George Wilson at Left Foot Forward also criticises it, but on the rather more trad-left grounds that it substitutes for collective bargaining, which was the conservative trade-union objection to the national minimum wage before it became Labour Party policy, defended by the shadow employment secretary, Tony Blair, in 1989-92.
Wilson moves on from that debate, defending the Low Pay Commission, which set the national minimum wage, as an example of "social partner co-operation" (it includes representatives from trades unions and from business managers). The Commission has now been overridden by the Chancellor's "diktat", in effect putting the minimum wage up in stages to 60 per cent of the median wage by 2020. Like Bush, Wilson points out that this increase is likely to cost jobs.
The Institute for Fiscal Studies won't want to say it told you so but it told you so. In September 2015 the IFS produced this assessment:
While the new NLW will increase hourly pay for some individuals it is highly likely to reduce incomes in other ways. It could lead to a reduction in employment. Indeed the OBR assumes that it will increase the unemployment rate by 0.2 percentage points (equivalent to 60,000 individuals) and reduce the average hours worked by those in work by 0.2%. Taken together this reduces total hours worked per week by 4 million. The OBR estimates GDP will be in fact be reduced by 0.1% as a result of the introduction of the new NLW. In other words the OBR is expecting that the new NLW will result in a small overall reduction in living standards (at least in the short run).

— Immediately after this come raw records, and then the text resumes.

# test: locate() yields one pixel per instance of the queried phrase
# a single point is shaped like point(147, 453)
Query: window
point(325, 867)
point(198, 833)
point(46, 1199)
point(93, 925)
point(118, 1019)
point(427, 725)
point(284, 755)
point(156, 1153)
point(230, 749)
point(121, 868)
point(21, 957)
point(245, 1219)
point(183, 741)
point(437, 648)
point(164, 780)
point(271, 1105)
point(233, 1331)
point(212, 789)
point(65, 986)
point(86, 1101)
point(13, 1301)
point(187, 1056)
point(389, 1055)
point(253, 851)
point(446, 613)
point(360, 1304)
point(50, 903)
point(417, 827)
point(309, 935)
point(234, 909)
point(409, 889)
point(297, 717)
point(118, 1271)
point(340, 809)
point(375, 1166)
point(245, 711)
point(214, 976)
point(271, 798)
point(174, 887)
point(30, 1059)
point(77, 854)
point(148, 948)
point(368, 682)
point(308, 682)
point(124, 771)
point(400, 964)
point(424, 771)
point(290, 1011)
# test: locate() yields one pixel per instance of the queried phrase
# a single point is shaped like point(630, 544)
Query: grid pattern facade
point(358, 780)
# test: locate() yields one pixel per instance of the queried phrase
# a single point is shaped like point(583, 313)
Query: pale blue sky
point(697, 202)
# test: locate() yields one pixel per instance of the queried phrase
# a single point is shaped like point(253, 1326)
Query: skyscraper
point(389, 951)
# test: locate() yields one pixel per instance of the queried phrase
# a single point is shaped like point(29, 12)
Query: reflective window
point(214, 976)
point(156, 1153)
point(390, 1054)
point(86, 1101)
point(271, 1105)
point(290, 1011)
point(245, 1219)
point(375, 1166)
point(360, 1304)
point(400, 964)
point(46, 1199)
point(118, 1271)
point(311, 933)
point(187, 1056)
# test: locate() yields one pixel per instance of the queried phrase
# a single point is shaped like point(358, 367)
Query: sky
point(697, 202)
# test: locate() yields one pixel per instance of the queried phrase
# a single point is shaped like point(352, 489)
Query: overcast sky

It is also important to be clear that even if GDP, employment and hours worked are all left unchanged the increase in gross wages from the new NLW will need to come from someone. Either company profits will fall depressing returns to shareholders, or prices will rise or the earnings of other individuals will be reduced. The only way that overall the new NLW could pay for itself is if it directly boosted productivity – possible in the longer run, though unlikely to be sufficient to pay for the higher wages in full.
In other words, the National Living Wage will put 60,000 people out of work who would otherwise have jobs – many more than if the entire steel industry shut down – but George Osborne is hoping that the jobs miracle that has been generating employment since the bottom of the recession will soak that up.
Furthermore, the National Living Wage will make the country slightly poorer overall, but slightly more equal (except for the 60,000). It is almost like a laboratory-conditions test of social-democratic egalitarianism. How curious that it is being carried out by a Conservative chancellor.